Melampaui Formalisme Islam: Membaca Pemikiran Keagamaan Malik Fadjar

Melampaui Formalisme Islam: Membaca Pemikiran Keagamaan Malik Fadjar

Oleh: Pradana Boy ZTF

NAMA besar Pak Malik Fadjar tak bisa dipisahkan dari dunia pendidikan. Pembaruan pendidikan Islam di Indonesia, khususnya pendidikan tinggi, tidak lepas dari pemikiran dan visi futurisnya. Sosok Pak Malik juga tidak mungkin bisa dilepaskan dari politik dan visi kebangsaan. Kiprahnya dalam mewarnai proses-proses politik di Indonesia pada masa hidupnya, melalui aneka jabatan politik yang ia sandang, adalah bukti yang terlampau gamblang. Namun, di balik pemikiran dan kiprahnya dalam dunia pendidikan dan politik, ada dimensi lain yang jarang disentuh oleh publik, yakni pemikiran keagamaan. Walaupun pernah menjabat sebagai Menteri Agama, rupanya jarang sekali ada yang membahas pemikiran keagamaan Pak Malik ini.

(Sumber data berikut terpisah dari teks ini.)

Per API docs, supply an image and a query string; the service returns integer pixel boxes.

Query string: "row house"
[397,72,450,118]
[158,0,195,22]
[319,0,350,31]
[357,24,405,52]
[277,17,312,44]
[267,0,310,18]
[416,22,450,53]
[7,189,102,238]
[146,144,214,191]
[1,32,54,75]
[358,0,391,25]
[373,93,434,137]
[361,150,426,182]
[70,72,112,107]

Wacana Keilmuan dan Keislaman

Salah satu percik pemikiran Pak Malik dalam bidang keagamaan adalah sebuah jargon yang lalu digunakan di dua universitas: Universitas Muhammadiyah Malang (UMM) dan Universitas Muhammadiyah Surakarta (UMS). Jargon itu berbunyi: Wacana Keilmuan dan Keislaman. Secara umum, ungkapan ini bermakna bahwa perguruan tinggi Muhammadiyah hendaknya menjadi lahan bagi tumbuhnya aneka ragam ilmu pengetahuan dengan menjadikan nilai-nilai Islam sebagai pembingkai. Dengan demikian, nilai-nilai Islam akan mampu menjadi pembatas dan warna dalam aneka praktek kehidupan, tak terkecuali dalam bidang ilmu pengetahuan.

Karena nilai Islam adalah bingkai yang membatasi dan mewarnai semua bidang kehidupan, Pak Malik memandang praktik keberagamaan Islam bukanlah sesuatu yang terpisah dari aspek-aspek kehidupan manusia secara luas. Itu juga bermakna bahwa ajaran agama sesungguhnya berdialog dengan sejarah kemanusiaan sepanjang zaman. Dengan demikian, mengajarkan sejarah menjadi sangat penting. Dalam konteks keberagamaan di Indonesia belakangan ini, publik secara kasat mata menyaksikan gelombang semangat baru dalam beragama di kalangan masyarakat. Itu hal yang positif. Sayangnya, aktor-aktor yang terlibat dalam gelombang itu terjebak pada sikap pemutlakan, pada aspek-aspek yang seharusnya nisbi.

Dalam pemikiran fiqih Islam, pembahasan soal yang mutlak dan yang nisbi selalu mewarnai. Lagipula, bukankah fiqih sendiri adalah produk pemikiran para sarjana yang terbingkai ketakseragaman waktu, lokasi, orientasi, pengalaman individu, bahkan kebudayaan? Maka fiqih berubah-ubah, tetapi sumber dan tujuan dari fiqih itulah yang abadi. Maka fiqih adalah nisbi. Sedangkan al-Qur’an dan Sunnah sebagai sumber dan maqashid sebagai tujuan bersifat kedap masa.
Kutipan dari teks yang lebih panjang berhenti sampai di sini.